A maldição do ROA

JOSÉ MIGUEL PINTO DOS SANTOS 
Observador 06/08/2015

Os rácios são úteis quando usados por adultos. Mas cuidado que há crianças de fato e gravata que acham mais piada a 100% de 1 que a 5% de 100.
Os números não mentem. Somos nós, os homens, quem mentimos com os números. O que embora seja feio, admissivelmente pode ser útil. Mas inútil e estúpido é que nos enganemos a nós próprios com os nossos próprios números. Ironicamente, não são com números imaginários que nos iludimos na gestão empresarial e na administração pública. São com números racionais, uma subcategoria dos números reais. Mais comumente conhecidos como frações ou rácios.
Ninguém negará que ter uma rentabilidade dos ativos mais elevada é bom. Em princípio até pode parecer razoável que quanto mais alta for melhor será. Uma maneira de medir esta rentabilidade é com um rácio financeiro conhecido como “rentabilidade do ativo”, return on assets, ou ROA. Que se calcula dividindo uma medida de rendimento, ou lucro, obtido num período de tempo pelo montante total que uma empresa tem investido em ativos.

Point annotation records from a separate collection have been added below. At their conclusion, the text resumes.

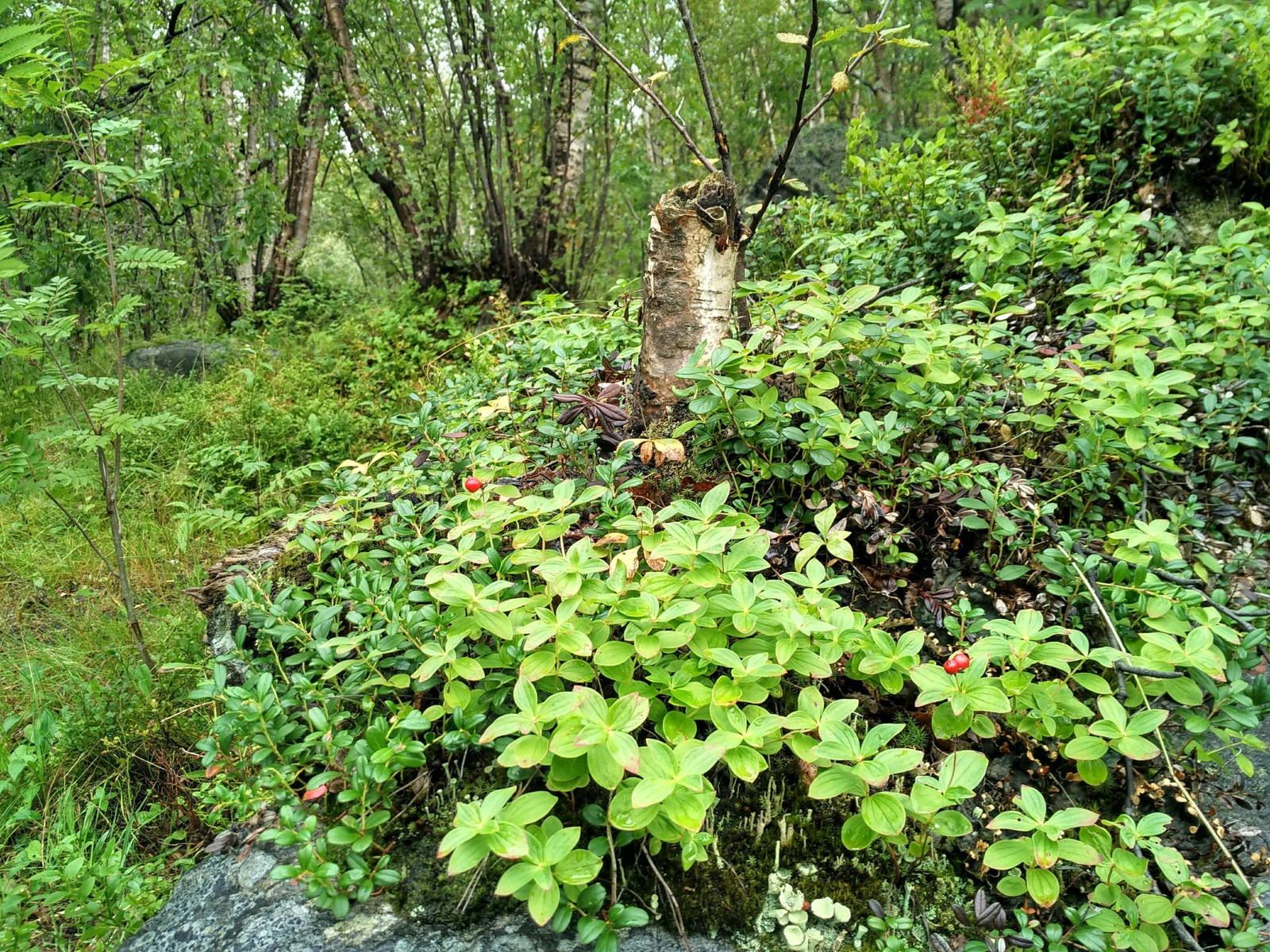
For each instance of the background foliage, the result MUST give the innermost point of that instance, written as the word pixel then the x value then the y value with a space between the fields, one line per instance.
pixel 1014 338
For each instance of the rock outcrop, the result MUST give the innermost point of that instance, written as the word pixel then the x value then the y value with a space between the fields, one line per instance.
pixel 179 359
pixel 230 904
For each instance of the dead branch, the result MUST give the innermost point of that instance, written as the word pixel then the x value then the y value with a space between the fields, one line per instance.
pixel 721 136
pixel 639 84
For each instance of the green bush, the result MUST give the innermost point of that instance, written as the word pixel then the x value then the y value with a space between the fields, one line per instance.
pixel 1168 88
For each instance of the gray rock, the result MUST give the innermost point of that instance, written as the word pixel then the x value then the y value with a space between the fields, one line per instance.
pixel 178 357
pixel 230 905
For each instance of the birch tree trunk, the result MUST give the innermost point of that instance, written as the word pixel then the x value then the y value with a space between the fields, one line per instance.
pixel 689 281
pixel 385 168
pixel 302 160
pixel 239 152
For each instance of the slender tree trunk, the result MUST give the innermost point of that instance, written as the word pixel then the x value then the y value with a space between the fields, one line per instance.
pixel 689 281
pixel 567 148
pixel 302 162
pixel 387 168
pixel 238 150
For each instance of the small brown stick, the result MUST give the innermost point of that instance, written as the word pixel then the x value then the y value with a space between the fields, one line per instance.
pixel 1160 738
pixel 470 890
pixel 670 898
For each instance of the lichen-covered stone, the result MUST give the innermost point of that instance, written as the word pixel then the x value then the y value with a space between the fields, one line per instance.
pixel 230 905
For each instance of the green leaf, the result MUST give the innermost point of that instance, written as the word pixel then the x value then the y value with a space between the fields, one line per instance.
pixel 1007 854
pixel 529 808
pixel 836 781
pixel 1086 748
pixel 1041 886
pixel 856 833
pixel 543 904
pixel 950 823
pixel 652 791
pixel 1155 909
pixel 578 867
pixel 884 814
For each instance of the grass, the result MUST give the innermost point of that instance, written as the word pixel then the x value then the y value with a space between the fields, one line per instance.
pixel 98 778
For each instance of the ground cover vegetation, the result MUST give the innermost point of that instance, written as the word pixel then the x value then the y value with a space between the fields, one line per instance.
pixel 945 578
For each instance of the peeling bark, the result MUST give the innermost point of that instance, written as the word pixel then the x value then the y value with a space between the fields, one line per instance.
pixel 689 281
pixel 239 152
pixel 302 162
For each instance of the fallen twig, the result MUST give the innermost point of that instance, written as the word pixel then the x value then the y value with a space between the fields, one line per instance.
pixel 670 898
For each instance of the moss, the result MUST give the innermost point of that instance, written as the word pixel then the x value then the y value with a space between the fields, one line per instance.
pixel 759 829
pixel 727 894
pixel 427 892
pixel 291 566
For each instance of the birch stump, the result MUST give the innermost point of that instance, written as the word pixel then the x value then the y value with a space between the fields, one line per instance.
pixel 689 281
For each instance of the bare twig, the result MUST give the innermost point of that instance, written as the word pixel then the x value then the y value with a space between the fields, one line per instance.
pixel 799 124
pixel 800 120
pixel 639 84
pixel 721 137
pixel 1164 747
pixel 1240 619
pixel 670 898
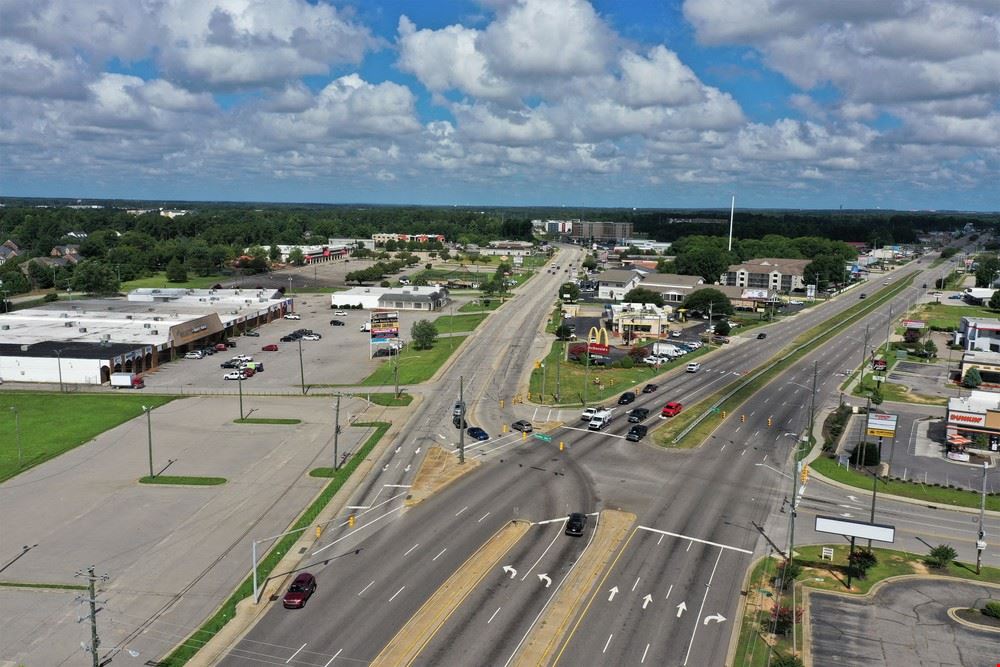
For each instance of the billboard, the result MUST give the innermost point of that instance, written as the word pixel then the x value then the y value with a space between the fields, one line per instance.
pixel 882 425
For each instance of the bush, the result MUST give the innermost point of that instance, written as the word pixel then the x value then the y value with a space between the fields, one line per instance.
pixel 941 555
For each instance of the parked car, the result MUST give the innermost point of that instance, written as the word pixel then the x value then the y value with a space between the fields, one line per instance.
pixel 576 523
pixel 477 433
pixel 300 591
pixel 522 425
pixel 671 409
pixel 636 415
pixel 636 433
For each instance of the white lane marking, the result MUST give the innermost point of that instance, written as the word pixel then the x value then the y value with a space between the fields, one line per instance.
pixel 558 532
pixel 295 654
pixel 708 587
pixel 357 529
pixel 695 539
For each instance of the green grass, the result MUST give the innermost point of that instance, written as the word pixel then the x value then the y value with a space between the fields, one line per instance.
pixel 199 637
pixel 159 279
pixel 54 423
pixel 818 335
pixel 183 480
pixel 925 493
pixel 415 366
pixel 266 420
pixel 573 378
pixel 388 399
pixel 456 323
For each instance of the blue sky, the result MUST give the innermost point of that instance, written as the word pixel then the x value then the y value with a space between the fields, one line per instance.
pixel 505 102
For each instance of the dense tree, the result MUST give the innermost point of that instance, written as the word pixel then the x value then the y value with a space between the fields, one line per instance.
pixel 701 300
pixel 423 333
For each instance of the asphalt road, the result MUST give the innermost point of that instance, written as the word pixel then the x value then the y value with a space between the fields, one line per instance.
pixel 695 534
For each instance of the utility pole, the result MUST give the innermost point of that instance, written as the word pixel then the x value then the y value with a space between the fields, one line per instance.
pixel 95 640
pixel 336 435
pixel 461 421
pixel 302 368
pixel 981 541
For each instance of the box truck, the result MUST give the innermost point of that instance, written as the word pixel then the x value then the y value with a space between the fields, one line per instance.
pixel 127 381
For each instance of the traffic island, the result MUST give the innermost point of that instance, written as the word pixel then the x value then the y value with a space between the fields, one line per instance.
pixel 438 469
pixel 548 632
pixel 404 648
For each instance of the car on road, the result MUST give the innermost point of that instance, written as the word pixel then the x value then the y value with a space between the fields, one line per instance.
pixel 636 415
pixel 575 524
pixel 626 398
pixel 636 433
pixel 671 409
pixel 300 591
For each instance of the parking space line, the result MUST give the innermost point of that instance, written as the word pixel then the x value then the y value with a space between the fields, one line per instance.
pixel 694 539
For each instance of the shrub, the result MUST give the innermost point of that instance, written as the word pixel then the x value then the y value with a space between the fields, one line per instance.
pixel 941 555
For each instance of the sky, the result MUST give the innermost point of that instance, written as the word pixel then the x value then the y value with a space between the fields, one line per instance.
pixel 645 103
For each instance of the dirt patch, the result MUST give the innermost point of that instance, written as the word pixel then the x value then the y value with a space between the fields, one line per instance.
pixel 612 527
pixel 438 469
pixel 423 625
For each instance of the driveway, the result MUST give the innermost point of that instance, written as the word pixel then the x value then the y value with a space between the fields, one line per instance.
pixel 905 624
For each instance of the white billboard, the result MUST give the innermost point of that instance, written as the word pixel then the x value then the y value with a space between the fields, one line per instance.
pixel 860 529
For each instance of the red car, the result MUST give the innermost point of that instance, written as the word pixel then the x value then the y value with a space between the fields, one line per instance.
pixel 671 409
pixel 300 591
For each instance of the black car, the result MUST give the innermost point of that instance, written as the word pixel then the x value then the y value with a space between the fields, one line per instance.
pixel 576 523
pixel 636 433
pixel 626 398
pixel 636 415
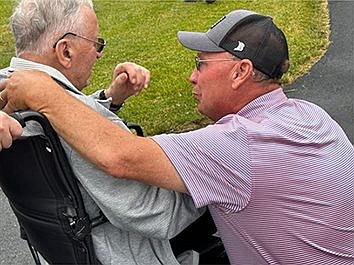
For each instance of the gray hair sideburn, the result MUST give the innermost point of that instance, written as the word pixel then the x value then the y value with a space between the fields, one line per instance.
pixel 37 24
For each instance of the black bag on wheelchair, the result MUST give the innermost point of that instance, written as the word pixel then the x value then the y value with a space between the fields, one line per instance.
pixel 38 181
pixel 42 191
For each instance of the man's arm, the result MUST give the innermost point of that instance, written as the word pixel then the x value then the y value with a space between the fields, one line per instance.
pixel 114 150
pixel 10 129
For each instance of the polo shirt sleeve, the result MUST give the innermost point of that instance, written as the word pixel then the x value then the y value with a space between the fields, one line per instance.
pixel 214 163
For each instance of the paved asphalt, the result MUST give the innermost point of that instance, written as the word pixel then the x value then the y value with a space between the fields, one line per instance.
pixel 330 84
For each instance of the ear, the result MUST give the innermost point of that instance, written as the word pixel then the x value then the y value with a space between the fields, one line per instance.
pixel 242 72
pixel 64 53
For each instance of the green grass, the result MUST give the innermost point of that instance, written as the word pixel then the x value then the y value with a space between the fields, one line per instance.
pixel 145 32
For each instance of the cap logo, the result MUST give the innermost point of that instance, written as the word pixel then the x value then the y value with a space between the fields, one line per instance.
pixel 240 47
pixel 217 22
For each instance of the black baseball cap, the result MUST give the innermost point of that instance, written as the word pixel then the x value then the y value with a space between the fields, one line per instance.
pixel 246 35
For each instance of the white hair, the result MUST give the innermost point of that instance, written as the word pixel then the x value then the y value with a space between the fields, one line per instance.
pixel 37 24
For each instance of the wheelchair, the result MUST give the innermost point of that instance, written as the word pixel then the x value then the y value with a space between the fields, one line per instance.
pixel 43 193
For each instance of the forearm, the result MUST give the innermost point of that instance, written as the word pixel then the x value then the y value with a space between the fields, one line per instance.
pixel 111 148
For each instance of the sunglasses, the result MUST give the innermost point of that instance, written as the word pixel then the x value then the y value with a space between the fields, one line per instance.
pixel 199 62
pixel 99 44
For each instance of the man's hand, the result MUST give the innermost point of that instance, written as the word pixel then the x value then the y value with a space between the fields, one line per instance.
pixel 128 79
pixel 10 130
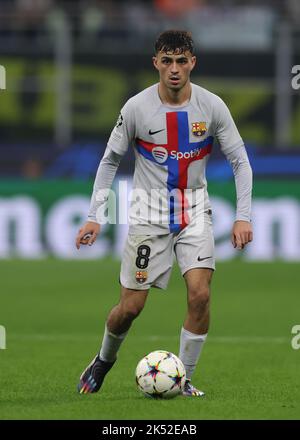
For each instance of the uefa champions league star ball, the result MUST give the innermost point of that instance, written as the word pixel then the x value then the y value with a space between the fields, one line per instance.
pixel 160 374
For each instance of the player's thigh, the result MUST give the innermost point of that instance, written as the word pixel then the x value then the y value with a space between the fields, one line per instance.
pixel 147 261
pixel 198 282
pixel 194 247
pixel 133 300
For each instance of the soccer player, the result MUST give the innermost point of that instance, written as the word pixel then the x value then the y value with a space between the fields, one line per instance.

O ROA é usado nas empresas como uma das métricas de gestão. Em algumas é mesmo considerado que a maximização do ROA é um dos objetivos a conseguir. Era este o caso, por exemplo, da Dell nos anos 90. A Dell estabeleceu, nessa altura, a sua reputação como uma empresa inovadora e disruptiva no negócio dos PC para o grande consumo, e ainda por cima muito rentável. Uma maneira de fazer subir o ROA é conseguir mais lucro, o que a Dell conseguiu fazer até ao limite. Mas a partir de certo ponto, num negócio competitivo como o dos PC, tornou-se difícil aumentar o ROA conseguindo mais lucros. Outro modo de aumentar o ROA é diminuindo os ativos. Como? A tática da Dell foi subcontratar. Primeiro subcontratou um componente a uma empresa de Taiwan, depois três, depois dez, depois a montagem, depois a expedição. À medida que ia subcontratando ia podendo reduzir os ativos necessários à produção. O que resultava num denominador do ROA cada mais pequeno e, consequentemente, um valor cada vez mais alto para o rácio. Mas o truque de conseguir rentabilidades cada vez mais altas resultou na empresa se subcontratar completamente para fora deste negócio. O que certamente não estava na estratégia inicial da Dell que, diga-se em seu abono, conseguiu depois, senão prosperar, pelo menos sobreviver noutras linhas de negócio. Mas quem ficou com o negócio original foi a Asus, a subcontratadora Taiwanesa.
Os rácios são úteis quando usados por adultos. Mas cuidado que há crianças de fato e gravata que acham mais piada a 100% de 1 que a 5% de 100.